Profesor przyznał, że Amerykanie świadomie wykorzystują dziś to, że Europa jest zależna od USA jeśli chodzi o bezpieczeństwo. Ocenił, że Trumpa lepiej nie denerwować, bo to jest "megalomański narcyz" i bardzo źle znosi krytykę. Zaznaczył jednak, że jeśli Europa utrzyma obecny kurs i uzupełni braki jeśli chodzi o potencjał zbrojny, to za 2-3 lata Ameryka straci możliwość szantażu i będziemy mogli powiedzieć do Trumpa: "to zabieraj zabawki". Wyjaśnił, że w tej chwili Europa prezentuje "taktyczną uległość". Zauważył, że Amerykanie w strategii też stwierdzają, że "Europa ma właściwie wszystkie twarde argumenty, atuty potencjału, żeby wziąć górę nad Rosją". Kuźniar stwierdził, że Ursula von der Leyen jest wybitną przywódczynią Europy i nazwał ją "Napoleonem w spódnicy". Przypomniał, że Komisja Europejska nałożyła wysoką karę na należącą do Elona Muska platformę X, co spotkało się z pogróżkami ze strony Trumpa. - Jeśli KE nałożyła karę, to tak do końca się nie przestraszyła - ocenił.
Targowicka mentalność
Skupiając się na wątku polskim, gość został zapytany, czy to, że prezydent kłóci się z premierem, nie prowadzi do tego, że jesteśmy rozgrywani przez Amerykanów. Mowa była też o delegacji Biura Bezpieczeństwa Narodowego do Waszyngtonu ws. konsultacji po ogłoszeniu amerykańskiej strategii bezpieczeństwa. Spotkanie z polską delegacją zorganizowano jako pierwsze.

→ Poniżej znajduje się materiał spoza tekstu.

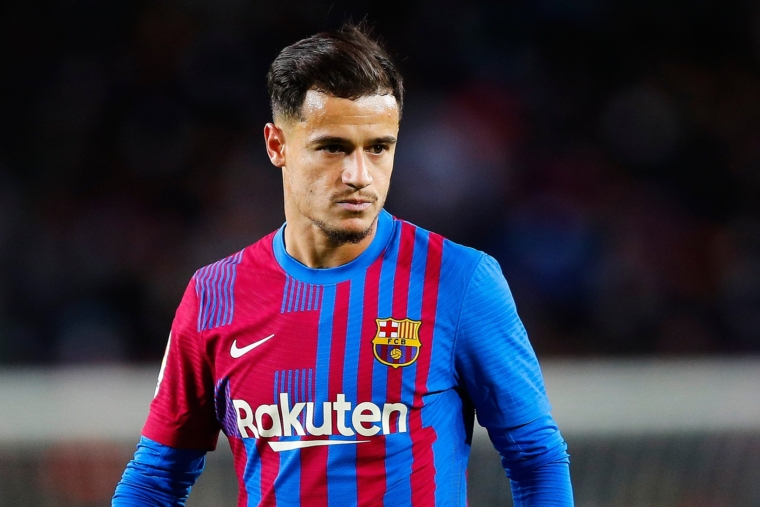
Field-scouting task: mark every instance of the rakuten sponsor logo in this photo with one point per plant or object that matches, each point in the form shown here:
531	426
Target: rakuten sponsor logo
278	420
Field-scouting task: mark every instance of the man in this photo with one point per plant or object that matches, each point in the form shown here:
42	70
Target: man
344	355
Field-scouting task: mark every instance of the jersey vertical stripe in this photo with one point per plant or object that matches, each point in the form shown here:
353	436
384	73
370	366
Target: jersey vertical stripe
289	478
270	467
423	475
400	302
314	460
339	490
214	286
370	477
242	460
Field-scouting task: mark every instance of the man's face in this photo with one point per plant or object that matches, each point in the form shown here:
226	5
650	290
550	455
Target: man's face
336	161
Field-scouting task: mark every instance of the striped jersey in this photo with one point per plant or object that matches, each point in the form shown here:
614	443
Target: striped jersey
354	385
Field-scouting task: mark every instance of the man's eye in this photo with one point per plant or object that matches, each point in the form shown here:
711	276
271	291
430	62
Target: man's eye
333	148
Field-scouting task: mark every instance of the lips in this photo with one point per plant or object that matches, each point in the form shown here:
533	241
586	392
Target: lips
354	205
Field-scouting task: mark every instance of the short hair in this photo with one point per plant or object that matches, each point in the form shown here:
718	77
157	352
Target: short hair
347	63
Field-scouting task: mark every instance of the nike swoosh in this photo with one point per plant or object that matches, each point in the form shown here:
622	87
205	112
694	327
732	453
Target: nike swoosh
235	352
300	444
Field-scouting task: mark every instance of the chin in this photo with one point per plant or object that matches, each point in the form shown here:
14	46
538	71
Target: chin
353	232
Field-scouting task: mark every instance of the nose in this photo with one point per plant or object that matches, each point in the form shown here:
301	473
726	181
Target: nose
356	173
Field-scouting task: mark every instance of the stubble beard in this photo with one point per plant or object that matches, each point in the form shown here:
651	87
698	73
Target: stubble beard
343	236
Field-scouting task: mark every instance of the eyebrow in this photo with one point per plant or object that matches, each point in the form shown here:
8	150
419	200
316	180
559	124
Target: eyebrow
323	140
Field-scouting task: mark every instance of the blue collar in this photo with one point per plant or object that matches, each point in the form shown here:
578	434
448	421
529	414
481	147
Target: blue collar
338	274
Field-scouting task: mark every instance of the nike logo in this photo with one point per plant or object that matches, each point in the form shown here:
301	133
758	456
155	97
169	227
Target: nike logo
236	352
300	444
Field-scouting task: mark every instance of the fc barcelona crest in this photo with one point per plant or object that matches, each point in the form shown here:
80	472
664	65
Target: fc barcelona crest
397	342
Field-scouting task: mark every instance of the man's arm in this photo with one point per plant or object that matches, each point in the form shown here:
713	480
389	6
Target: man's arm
496	365
158	476
181	424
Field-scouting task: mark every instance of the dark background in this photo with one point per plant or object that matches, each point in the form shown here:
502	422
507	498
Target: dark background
606	153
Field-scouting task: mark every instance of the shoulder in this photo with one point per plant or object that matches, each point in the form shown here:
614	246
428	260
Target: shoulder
449	250
252	254
215	283
455	262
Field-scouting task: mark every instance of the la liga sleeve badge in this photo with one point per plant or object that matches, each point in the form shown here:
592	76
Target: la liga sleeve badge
397	342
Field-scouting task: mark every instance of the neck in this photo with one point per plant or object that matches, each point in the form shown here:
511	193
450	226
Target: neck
312	247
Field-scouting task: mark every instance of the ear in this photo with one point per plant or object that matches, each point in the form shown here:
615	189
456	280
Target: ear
274	139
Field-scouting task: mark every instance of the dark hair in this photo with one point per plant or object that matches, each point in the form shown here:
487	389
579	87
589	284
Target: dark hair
348	64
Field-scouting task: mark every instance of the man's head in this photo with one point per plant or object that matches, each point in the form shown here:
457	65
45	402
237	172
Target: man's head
336	102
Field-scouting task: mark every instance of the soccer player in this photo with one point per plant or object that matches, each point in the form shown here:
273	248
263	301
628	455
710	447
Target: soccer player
346	354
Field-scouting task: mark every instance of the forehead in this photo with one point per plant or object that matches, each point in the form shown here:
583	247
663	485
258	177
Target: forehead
324	110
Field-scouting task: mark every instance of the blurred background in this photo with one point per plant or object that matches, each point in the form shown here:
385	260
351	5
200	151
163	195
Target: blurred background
607	153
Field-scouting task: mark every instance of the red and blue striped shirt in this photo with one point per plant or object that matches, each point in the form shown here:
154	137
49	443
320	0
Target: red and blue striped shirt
355	385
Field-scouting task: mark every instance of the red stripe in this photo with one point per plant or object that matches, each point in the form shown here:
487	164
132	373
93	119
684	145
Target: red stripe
338	343
400	302
370	458
313	481
423	466
314	460
240	459
270	467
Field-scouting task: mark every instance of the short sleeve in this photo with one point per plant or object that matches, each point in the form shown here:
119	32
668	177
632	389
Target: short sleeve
494	360
182	411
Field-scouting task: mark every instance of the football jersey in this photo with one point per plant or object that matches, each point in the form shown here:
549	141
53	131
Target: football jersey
353	385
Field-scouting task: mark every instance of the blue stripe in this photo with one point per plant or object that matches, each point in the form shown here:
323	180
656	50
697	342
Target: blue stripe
337	459
226	281
380	372
274	386
288	478
214	293
324	341
252	472
215	287
310	395
402	453
285	293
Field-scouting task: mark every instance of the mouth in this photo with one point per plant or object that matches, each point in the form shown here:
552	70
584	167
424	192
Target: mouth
355	205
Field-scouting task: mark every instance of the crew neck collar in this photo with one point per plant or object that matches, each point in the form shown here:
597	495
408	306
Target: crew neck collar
337	274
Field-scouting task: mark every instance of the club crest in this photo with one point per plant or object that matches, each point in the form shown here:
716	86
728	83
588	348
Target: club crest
397	342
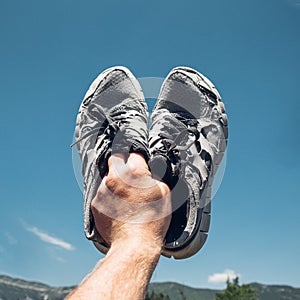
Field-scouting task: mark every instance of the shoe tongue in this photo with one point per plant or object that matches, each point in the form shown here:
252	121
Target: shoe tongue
161	169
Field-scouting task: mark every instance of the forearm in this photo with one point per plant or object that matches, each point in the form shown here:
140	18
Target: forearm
123	274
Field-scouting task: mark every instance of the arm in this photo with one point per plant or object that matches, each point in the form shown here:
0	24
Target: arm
135	246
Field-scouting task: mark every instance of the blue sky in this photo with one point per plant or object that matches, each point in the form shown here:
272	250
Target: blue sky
51	51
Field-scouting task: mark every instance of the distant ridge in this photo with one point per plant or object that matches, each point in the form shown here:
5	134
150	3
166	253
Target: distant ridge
18	289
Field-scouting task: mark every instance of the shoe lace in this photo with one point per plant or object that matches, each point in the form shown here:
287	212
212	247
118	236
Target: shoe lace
109	127
173	146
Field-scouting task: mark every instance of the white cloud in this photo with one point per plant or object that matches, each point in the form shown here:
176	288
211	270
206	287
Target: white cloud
222	277
45	237
11	240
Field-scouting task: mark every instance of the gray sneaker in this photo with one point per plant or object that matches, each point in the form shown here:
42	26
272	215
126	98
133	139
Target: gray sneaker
113	117
187	141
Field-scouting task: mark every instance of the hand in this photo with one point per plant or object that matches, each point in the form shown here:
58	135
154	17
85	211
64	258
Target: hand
131	205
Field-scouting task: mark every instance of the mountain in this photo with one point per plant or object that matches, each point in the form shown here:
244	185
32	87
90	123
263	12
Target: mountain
17	289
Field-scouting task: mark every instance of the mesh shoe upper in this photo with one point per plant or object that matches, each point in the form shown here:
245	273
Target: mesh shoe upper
187	141
112	118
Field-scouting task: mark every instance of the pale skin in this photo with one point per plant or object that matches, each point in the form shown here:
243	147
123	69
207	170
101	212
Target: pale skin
135	248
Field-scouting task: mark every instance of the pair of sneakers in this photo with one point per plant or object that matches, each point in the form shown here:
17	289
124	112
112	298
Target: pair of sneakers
183	148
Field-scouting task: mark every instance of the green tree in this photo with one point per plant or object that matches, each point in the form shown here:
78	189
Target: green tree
154	296
234	291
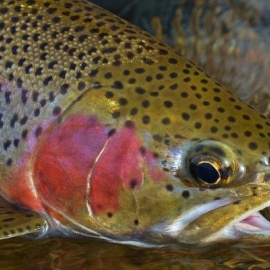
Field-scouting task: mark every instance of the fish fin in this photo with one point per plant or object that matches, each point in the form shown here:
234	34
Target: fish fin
17	222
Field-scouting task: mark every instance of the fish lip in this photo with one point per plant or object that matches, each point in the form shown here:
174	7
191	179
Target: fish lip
250	223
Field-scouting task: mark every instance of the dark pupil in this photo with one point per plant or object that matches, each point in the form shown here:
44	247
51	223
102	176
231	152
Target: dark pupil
205	172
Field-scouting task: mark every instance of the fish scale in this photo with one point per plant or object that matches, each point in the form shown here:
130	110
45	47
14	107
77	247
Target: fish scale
70	58
45	65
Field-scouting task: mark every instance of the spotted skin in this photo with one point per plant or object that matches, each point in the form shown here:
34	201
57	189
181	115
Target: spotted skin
64	59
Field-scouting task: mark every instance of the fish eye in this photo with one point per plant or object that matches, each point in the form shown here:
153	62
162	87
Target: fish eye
205	171
211	164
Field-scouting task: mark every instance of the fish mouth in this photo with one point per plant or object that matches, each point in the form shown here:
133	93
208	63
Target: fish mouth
250	224
225	219
255	223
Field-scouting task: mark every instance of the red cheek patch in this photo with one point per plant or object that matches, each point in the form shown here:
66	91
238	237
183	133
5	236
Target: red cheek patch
119	166
65	160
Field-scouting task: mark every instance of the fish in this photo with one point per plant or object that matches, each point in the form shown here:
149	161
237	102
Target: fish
108	133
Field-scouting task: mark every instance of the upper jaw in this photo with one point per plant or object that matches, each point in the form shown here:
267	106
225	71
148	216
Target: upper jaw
228	218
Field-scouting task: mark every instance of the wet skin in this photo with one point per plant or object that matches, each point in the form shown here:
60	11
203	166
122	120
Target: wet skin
107	132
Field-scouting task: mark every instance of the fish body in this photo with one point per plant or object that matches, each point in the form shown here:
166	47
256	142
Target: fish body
107	132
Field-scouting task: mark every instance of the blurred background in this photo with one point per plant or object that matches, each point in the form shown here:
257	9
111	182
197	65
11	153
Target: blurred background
230	40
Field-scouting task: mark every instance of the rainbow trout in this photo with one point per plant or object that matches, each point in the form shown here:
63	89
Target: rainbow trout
108	133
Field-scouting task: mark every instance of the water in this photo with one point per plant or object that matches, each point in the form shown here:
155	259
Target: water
238	49
56	254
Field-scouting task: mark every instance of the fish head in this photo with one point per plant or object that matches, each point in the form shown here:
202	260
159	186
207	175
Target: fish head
194	179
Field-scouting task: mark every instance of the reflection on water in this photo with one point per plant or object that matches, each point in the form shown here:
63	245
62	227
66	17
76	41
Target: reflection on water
244	39
91	254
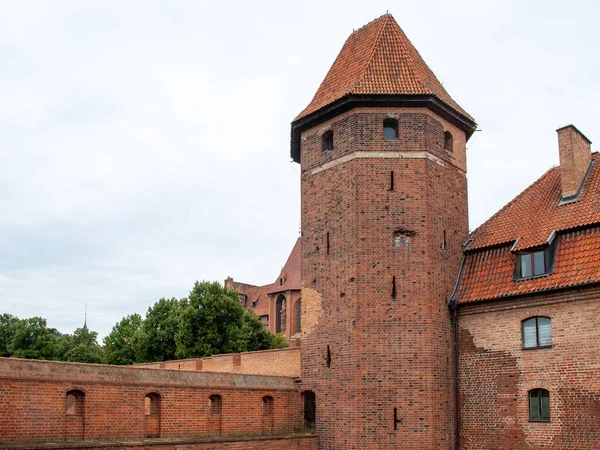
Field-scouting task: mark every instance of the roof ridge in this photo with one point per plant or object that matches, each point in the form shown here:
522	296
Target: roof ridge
507	205
372	21
411	62
373	50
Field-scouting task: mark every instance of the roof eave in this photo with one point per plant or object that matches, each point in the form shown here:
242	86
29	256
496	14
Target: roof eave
352	101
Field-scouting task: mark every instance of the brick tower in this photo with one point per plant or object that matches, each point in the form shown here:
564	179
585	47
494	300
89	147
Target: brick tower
384	216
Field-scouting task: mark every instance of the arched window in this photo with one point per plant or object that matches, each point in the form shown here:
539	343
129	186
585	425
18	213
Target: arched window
214	419
328	141
152	415
539	405
75	415
310	409
537	332
216	404
448	141
268	415
298	316
390	129
280	314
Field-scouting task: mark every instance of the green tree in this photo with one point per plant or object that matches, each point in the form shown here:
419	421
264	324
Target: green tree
157	334
256	337
8	326
121	346
211	322
84	347
34	340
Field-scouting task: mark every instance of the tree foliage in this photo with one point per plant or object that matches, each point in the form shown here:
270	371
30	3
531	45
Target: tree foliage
209	321
121	346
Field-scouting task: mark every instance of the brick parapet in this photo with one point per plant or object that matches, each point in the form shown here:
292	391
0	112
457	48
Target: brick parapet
277	362
291	442
110	402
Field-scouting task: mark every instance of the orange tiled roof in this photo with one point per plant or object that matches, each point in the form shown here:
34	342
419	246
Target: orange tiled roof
536	212
488	273
527	222
378	59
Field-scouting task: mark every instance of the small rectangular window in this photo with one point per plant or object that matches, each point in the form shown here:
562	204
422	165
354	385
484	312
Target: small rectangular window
539	405
539	266
537	332
526	266
535	264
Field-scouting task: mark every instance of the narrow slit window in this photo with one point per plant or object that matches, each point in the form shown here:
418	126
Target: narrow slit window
539	405
328	141
390	129
448	141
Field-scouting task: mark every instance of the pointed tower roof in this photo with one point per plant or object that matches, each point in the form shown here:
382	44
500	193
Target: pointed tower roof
378	62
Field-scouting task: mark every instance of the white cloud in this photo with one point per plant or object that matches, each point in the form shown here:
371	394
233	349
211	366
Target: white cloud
145	144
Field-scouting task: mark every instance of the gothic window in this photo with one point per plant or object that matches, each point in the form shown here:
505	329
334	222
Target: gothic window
75	415
390	129
537	332
152	413
298	316
328	141
280	314
539	405
310	409
448	141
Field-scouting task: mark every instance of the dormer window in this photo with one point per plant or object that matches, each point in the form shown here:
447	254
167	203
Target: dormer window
328	141
390	129
532	264
536	263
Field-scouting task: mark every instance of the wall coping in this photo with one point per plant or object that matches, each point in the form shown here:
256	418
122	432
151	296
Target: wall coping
144	443
81	373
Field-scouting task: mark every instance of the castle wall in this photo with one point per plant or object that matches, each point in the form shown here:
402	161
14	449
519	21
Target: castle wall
496	373
296	442
283	362
371	347
112	402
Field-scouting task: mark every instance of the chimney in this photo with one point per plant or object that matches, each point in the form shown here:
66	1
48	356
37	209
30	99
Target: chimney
575	157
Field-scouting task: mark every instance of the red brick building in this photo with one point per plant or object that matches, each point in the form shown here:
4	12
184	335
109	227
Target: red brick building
528	311
414	334
277	304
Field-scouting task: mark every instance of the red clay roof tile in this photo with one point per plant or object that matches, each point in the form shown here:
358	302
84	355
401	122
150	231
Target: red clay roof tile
527	222
536	212
378	59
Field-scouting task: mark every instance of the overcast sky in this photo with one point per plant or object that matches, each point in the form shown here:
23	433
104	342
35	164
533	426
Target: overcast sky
145	144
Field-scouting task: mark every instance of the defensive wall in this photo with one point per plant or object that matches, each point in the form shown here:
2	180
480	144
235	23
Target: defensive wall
280	362
43	401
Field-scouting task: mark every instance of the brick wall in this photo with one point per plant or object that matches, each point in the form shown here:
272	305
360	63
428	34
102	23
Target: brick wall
296	442
281	362
34	404
369	352
496	374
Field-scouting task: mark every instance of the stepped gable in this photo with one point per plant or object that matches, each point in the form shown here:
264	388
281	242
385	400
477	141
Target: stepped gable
290	272
537	211
526	223
378	59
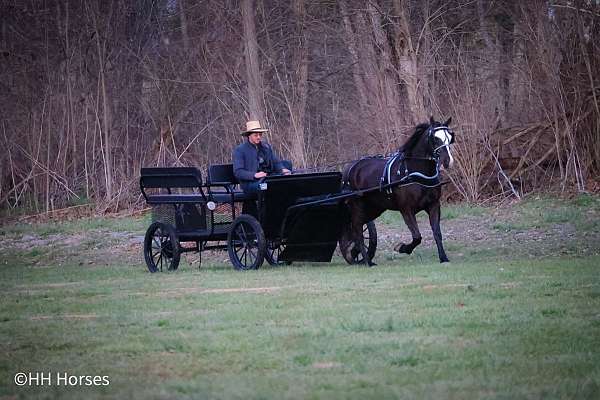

Roman Kuźniar stwierdził, że jeśli poleciał wiceszef BBN, to nie była to żadna polska delegacja, ponieważ "polską polityką zagraniczną bezpieczeństwa kieruje rząd". Tłumaczył, że o polskiej delegacji można mówić, gdyby na jej czele był wiceminister spraw zagranicznych czy obrony. - Tutaj prezydent wysłał umyślnego do Waszyngtonu, żeby pokazać, że oni mają dobre kontakty - stwierdził.
Jego zdaniem Amerykanie "rzeczywiście nas rozgrywają i to widać bardzo dobrze". Stwierdził, że Karol Nawrocki "obsługuje amerykańskie interesy w Europie i w Polsce". - Decyzje, które podejmuje, jego zachowania wszystkie świadczą o tym, że on zdecydowanie woli odpowiadać pozytywnie na amerykańskie interesy, niż służyć polskim interesom, które są tutaj w Europie - powiedział. Gość Polskiego Radia przyznał, że to mocny zarzut, ale łatwo to dowieść "jeżeli się toczy wojnę z Europą, z Unią Europejską, z którą tak samo toczy wojnę Putin i Donald Trump". - Dlaczego Trump, Putin i Nawrocki grają tę samą melodię, są w tej samej orkiestrze, jeżeli chodzi o ataki na Europę? - pytał. Stwierdził, że prezydent opowiada "nieprzytomne kocopały" antyeuropejskie. - Albo jego nie obsługują właściwie jego doradcy, albo on jest tak zainfekowany ideologicznie, albo rzeczywiście dostaje instrukcje z Waszyngtonu - wyliczał.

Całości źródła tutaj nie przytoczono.